Skyline of downtown Los Angeles on a smoggy day. (Photo0: EvijaF via Shutterstock)

Growing up in New Orleans, summertime brought mixed feelings. It meant the end of the school year and endless snow cones, but also the beginning of hurricane season. Here in California we experience extreme heat in the summer and floods and fires throughout the year, all made worse by climate change. Unless we take action now to prepare our communities, many will suffer, some more than others.

Low-income communities of color already suffer from historic racial and economic injustice and are now on the frontlines of climate change, feeling its impacts first and worst. As I began researching the field, I found little information on how to proactively protect people and communities from climate disasters, compared to the heaps of strategies focused on protecting natural systems like wetlands or infrastructure like roads.

A community that is protected from flooding but is under threat of displacement is not truly resilient.

Even fewer resources focus on building resilience in low income communities of color, which are well documented to be most at risk.
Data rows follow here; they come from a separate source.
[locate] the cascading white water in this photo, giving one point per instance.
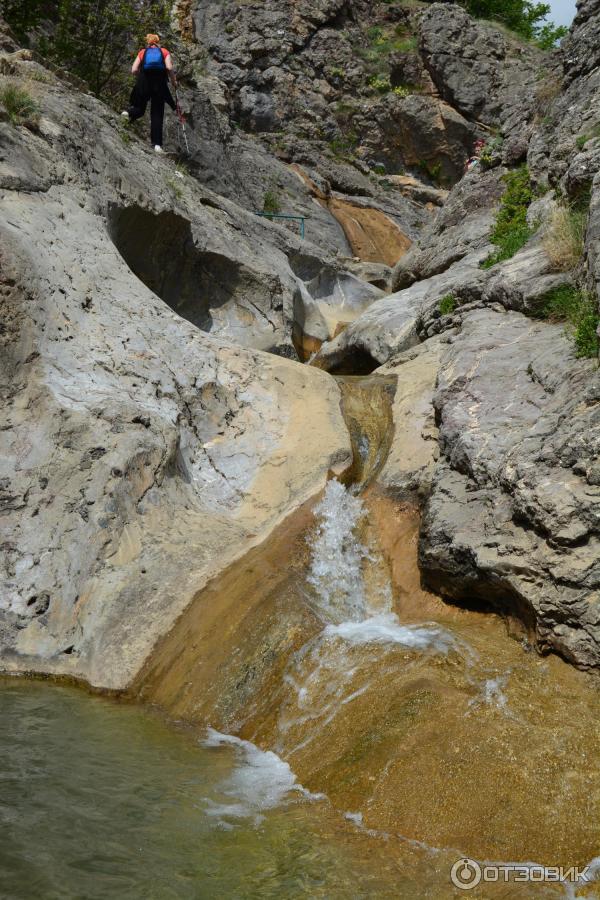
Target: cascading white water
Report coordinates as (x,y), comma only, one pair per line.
(338,559)
(336,570)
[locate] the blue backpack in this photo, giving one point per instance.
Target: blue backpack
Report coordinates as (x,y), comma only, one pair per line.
(153,59)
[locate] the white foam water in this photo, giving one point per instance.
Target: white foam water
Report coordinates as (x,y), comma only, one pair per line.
(386,629)
(260,781)
(337,556)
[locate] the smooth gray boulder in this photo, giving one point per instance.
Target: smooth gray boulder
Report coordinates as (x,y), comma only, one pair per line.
(142,453)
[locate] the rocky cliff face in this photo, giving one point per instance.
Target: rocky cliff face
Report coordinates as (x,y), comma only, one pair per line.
(511,515)
(154,430)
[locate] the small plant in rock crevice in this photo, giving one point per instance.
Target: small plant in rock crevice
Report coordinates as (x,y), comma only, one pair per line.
(271,202)
(578,308)
(564,237)
(511,230)
(447,304)
(20,106)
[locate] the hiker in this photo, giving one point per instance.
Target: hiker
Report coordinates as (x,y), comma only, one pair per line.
(153,67)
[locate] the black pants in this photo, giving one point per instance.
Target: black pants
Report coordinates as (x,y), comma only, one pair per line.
(153,87)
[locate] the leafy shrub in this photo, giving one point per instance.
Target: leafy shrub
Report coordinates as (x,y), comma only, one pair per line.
(20,105)
(526,18)
(511,231)
(490,152)
(380,84)
(579,310)
(582,139)
(447,304)
(94,40)
(271,202)
(563,241)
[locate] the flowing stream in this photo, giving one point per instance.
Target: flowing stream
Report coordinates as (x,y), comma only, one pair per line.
(388,737)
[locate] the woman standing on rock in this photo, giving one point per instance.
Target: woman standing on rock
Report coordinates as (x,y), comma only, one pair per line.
(153,67)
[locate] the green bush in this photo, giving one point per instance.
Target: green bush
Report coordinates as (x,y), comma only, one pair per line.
(94,40)
(579,309)
(511,231)
(447,304)
(525,18)
(20,105)
(271,202)
(588,136)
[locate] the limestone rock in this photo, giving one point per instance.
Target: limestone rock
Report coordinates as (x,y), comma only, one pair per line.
(141,453)
(484,75)
(512,520)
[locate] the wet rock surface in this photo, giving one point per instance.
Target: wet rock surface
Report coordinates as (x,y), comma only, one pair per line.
(153,439)
(141,452)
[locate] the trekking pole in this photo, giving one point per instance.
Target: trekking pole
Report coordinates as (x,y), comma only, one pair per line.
(181,120)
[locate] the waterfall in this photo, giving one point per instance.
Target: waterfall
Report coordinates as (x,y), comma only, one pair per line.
(338,556)
(337,574)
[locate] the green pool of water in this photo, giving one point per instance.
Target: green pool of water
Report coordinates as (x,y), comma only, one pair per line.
(100,799)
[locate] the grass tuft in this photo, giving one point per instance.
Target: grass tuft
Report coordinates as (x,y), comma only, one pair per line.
(20,105)
(579,309)
(511,231)
(563,240)
(447,304)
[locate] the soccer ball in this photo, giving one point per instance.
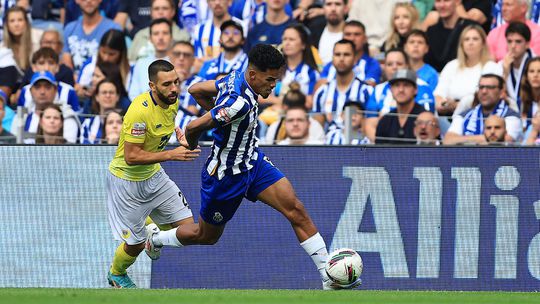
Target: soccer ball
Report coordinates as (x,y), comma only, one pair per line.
(344,266)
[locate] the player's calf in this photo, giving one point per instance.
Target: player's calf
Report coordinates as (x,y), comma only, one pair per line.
(153,251)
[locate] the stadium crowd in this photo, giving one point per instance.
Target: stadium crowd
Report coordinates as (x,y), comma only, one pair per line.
(358,71)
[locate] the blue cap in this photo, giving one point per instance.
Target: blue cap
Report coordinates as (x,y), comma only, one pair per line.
(46,75)
(3,96)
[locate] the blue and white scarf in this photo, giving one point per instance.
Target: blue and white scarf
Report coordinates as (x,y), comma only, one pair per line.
(473,123)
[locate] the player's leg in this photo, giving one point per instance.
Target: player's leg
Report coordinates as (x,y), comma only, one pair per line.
(125,228)
(270,186)
(201,233)
(219,201)
(281,196)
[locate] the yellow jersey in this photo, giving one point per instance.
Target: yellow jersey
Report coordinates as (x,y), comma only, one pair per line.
(144,123)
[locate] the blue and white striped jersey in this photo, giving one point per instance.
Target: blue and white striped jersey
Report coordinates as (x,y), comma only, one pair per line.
(66,95)
(367,68)
(382,101)
(211,69)
(91,130)
(206,38)
(329,100)
(305,75)
(87,70)
(235,113)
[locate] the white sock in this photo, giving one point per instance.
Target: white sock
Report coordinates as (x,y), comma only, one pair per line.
(316,249)
(167,238)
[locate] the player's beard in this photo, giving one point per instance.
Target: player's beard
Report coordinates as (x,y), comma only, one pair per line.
(166,99)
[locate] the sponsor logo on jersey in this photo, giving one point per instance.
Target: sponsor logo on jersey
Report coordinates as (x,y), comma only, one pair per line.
(223,115)
(138,129)
(218,217)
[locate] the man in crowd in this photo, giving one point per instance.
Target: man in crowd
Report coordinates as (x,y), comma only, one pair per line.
(426,129)
(512,10)
(161,38)
(518,38)
(232,57)
(468,127)
(397,127)
(83,35)
(495,129)
(297,128)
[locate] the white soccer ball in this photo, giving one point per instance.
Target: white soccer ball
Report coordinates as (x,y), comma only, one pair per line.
(344,266)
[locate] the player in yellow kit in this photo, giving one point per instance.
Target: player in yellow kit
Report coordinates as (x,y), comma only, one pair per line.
(137,186)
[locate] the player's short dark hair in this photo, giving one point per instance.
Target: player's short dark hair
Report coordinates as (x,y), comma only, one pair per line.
(160,21)
(417,33)
(47,53)
(357,24)
(157,66)
(265,57)
(345,41)
(519,28)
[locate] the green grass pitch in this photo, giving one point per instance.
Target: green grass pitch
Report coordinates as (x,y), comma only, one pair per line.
(210,296)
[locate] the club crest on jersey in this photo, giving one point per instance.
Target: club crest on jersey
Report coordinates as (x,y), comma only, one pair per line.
(217,217)
(126,234)
(138,129)
(223,115)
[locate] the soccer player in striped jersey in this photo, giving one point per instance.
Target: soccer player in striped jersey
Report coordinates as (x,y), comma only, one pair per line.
(236,167)
(330,98)
(137,186)
(233,56)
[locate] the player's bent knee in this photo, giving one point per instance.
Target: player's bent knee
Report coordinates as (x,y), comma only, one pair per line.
(297,213)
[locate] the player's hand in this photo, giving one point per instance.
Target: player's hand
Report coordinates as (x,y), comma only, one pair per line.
(184,154)
(181,137)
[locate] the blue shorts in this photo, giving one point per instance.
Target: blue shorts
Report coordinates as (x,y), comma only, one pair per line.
(221,198)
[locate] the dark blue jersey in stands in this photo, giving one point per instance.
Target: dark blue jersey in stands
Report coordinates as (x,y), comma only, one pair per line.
(266,33)
(213,68)
(236,116)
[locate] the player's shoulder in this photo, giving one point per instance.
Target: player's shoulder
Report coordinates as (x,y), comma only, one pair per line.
(140,105)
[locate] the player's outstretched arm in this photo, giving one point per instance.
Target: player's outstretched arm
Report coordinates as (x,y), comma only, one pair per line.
(204,93)
(195,128)
(134,154)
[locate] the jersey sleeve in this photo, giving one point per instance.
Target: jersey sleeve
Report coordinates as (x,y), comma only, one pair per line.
(134,126)
(372,109)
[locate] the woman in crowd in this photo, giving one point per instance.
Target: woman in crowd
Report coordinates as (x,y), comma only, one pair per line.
(105,99)
(459,77)
(106,70)
(403,20)
(112,49)
(51,126)
(301,68)
(529,93)
(20,37)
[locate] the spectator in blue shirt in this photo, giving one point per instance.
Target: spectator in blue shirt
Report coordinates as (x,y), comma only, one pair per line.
(81,37)
(271,29)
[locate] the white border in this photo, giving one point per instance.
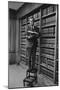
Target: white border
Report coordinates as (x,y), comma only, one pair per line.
(4,43)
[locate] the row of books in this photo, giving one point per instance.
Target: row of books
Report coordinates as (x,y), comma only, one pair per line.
(48,30)
(24,21)
(37,15)
(46,71)
(48,10)
(37,23)
(47,61)
(49,20)
(47,51)
(48,41)
(48,35)
(47,56)
(23,28)
(47,45)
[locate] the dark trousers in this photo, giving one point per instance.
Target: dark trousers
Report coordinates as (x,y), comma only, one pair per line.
(32,57)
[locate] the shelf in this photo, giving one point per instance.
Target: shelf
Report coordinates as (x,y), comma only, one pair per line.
(23,55)
(47,67)
(47,47)
(53,36)
(50,14)
(49,25)
(48,56)
(37,19)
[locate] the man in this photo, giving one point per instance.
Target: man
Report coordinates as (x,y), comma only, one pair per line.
(32,36)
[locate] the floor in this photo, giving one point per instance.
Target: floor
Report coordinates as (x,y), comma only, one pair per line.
(18,72)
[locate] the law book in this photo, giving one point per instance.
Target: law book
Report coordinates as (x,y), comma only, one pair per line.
(44,12)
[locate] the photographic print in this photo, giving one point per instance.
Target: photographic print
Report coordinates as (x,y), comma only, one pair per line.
(32,44)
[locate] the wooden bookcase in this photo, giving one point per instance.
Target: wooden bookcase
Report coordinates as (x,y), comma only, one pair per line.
(48,43)
(45,17)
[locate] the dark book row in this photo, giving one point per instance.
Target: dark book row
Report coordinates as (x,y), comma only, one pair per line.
(49,20)
(48,10)
(47,51)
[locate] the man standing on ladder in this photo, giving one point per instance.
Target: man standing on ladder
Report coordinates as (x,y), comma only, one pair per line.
(32,35)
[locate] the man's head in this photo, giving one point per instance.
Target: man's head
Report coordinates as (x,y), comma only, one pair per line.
(31,21)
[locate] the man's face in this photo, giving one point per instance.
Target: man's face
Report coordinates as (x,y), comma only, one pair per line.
(31,21)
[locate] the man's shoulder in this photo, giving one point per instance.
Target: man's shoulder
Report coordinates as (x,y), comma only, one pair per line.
(36,28)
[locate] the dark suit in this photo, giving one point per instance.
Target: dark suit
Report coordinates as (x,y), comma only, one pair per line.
(33,48)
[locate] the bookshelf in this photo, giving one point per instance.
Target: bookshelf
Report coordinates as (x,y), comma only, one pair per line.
(48,41)
(45,18)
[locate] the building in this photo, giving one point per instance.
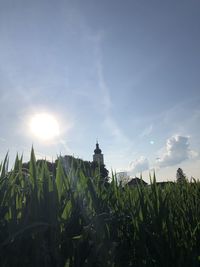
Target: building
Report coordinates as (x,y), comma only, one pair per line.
(136,181)
(98,156)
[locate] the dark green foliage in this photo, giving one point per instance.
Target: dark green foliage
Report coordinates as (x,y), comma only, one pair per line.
(53,218)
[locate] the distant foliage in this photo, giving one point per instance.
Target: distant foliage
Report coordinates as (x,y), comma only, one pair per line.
(54,218)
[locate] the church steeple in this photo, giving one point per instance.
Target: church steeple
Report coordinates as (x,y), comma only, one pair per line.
(97,150)
(98,156)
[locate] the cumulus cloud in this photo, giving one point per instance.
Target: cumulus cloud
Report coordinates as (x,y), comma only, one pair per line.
(177,150)
(139,165)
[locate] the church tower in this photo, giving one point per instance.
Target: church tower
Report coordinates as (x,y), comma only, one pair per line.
(98,156)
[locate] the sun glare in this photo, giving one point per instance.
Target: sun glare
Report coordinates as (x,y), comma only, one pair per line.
(44,126)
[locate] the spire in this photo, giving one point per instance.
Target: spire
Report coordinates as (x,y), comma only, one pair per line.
(97,150)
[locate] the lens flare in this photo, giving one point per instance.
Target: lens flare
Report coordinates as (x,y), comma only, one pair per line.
(44,126)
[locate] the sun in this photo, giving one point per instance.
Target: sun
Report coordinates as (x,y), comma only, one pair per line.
(44,126)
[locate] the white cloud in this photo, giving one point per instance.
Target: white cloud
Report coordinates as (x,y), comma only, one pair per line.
(177,150)
(147,131)
(139,165)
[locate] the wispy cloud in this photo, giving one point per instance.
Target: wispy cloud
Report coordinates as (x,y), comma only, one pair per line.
(177,150)
(139,165)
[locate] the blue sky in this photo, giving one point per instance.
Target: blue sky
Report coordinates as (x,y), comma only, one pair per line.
(125,72)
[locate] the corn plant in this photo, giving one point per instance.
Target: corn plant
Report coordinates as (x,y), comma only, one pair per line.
(73,219)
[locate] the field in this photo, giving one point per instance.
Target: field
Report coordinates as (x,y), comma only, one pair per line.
(72,220)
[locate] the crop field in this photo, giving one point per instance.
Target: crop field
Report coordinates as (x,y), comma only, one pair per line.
(73,220)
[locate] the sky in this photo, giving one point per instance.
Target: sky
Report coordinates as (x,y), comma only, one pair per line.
(125,72)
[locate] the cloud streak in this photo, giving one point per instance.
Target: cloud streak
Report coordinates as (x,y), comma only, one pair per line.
(177,150)
(139,165)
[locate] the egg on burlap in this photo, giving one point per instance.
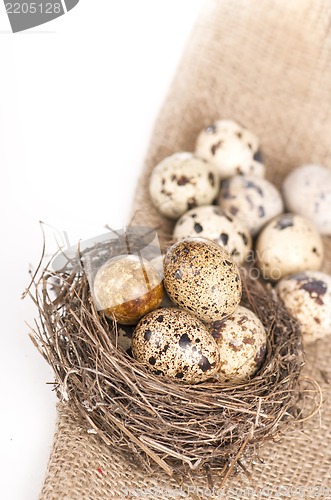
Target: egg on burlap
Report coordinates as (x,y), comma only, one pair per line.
(182,181)
(242,343)
(200,277)
(307,296)
(127,287)
(175,343)
(231,148)
(288,244)
(251,200)
(213,223)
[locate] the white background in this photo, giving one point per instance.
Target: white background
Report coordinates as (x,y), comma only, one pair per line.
(78,99)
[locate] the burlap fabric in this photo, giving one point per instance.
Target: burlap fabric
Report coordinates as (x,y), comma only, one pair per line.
(266,64)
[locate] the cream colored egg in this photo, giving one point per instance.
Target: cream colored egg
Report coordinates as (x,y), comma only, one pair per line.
(251,200)
(127,287)
(241,339)
(307,192)
(231,147)
(213,223)
(182,181)
(174,343)
(307,296)
(288,244)
(202,278)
If we continue to ignore people most impacted, we’re paving a future where these communities are left behind and unable to bounce back.

That’s why the Resilient by Design | Bay Area Challenge caught my eye. Resilient by Design challenged local residents, community organizations, public officials and experts from around the world to develop solutions to address climate change impacts in the Bay Area.Of the nine final design teams, the “People’s Plan (P+SET)” provided the most promising resilience planning strategies that put communities at the center of planning, creating a model  that California should consider using throughout the state to build resilience in heavily impacted communities.

The People’s Plan team works in Marin City, a community with many low income residents and people of color. Marin City faces serious flooding and has outdated infrastructure that impacts businesses, homeowners and results in transportation breakdowns during floods.

The Peoples Plan aims to not only make the physical environment more resilient, but to also increase socio-economic resilience of heavily impacted communities. It addresses issues such as displacement, environmental health challenges and disaster preparedness in addition to extreme flooding. Building resilience at multiple levels is absolutely necessary. After all, a community that is protected from flooding but is under threat of displacement is not truly resilient.

Second, the People’s Plan embraces the idea of being “grounded in community.”

The team challenged the paradigm that only experts can design solutions and “save” a community. Instead, they developed a “social design” process that views the community residents themselves as experts and planners, since they live with these issues every day. The team did not just engage the community, but partnered with the community by building on their existing strengths and generational knowledge of the issues to design solutions.

Climate change is here, and we have no choice but to prepare and cope. The People’s Plan has demonstrated a process that California must use to develop resilient strategies that protect communities on multiple levels, working with communities rather than dictating to them.

Of course, a plan is only as good as its implementation. We are cautiously hopeful about The People’s Plan, but hope that the implementation process continues to focus on equity and community involvement.

While the Resilient by Design competition only addresses Bay Area counties, it illustrates how we can prepare the entire state for climate threats. So far, California’s candidates for governor have barely addressed climate resilience, much less the specific issues faced by frontline communities around the state. We know that massive challenges are coming. We need our leaders to grasp the enormity of this issue and show us how they plan to address it.

Ed’s Note: Sona Mohnot is Environmental Equity Manager at The Greenlining Institute.